Sayra Fischer Lebenthal was a Wall Street banker. In 1925, at the age of 27, she co-founded investment banking firm Lebenthal & Company with her husband Louis Lebenthal, and was responsible for democratizing the municipal bond business. She continued to work full time until the age of 92. After Louis’s death in 1951, Sayra became the first woman to run a Wall Street brokerage firm. Among her innovations was organizing a department exclusively for women investors.
Biography
Sayra Fischer was born to Russian immigrants in Monmouth County, New Jersey. She was raised in Keyport, New Jersey and graduated from Keyport High School in 1915. She attended Syracuse University College of Law and graduated in 1920 as one of only two women in the class to earn a law degree.

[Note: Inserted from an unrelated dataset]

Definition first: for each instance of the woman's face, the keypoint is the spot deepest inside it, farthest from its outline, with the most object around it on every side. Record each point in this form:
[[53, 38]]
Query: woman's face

She was admitted to the New York Bar in 1923. After marrying Louis Lebenthal in 1925, they established a bond trading partnership and sold small lots of bonds to small investors, broadening a market that had traditionally only been open to the wealthy. After her husband's death in 1951, she stayed in the business and developed a focus on tax-exempt municipal bonds for small investors. She continued to work in the company she had founded well into her 90s. On March 19, 1994, Sayra died, aged 95, after a lengthy illness.
Honors
The is presented to a woman in the financial services profession who, like Sayra, believed in teaching women the importance of understanding their investments and taking responsibility for their financial lives.
Personal
Louis and Sayra Lebenthal helped democratize municipal bonds, which had long been almost an exclusive province of the insurers and the rich. Louis died in 1951, but Sayra kept working until her retirement at age 93 in 1992. Sayra remarried in 1956 to I. Arnold Ross, a lawyer and former State Assemblyman. He died in 1981. Sayra's daughter Eleanor Lebenthal Bissinger worked at the firm alongside her husband for nearly twenty years. Her son Jim Lebenthal, was the firm's chairman and spokesman, until 1995 when he shifted the responsibility for the company to his daughter Alexandra Lebenthal, one of Sayra’s five grandchildren.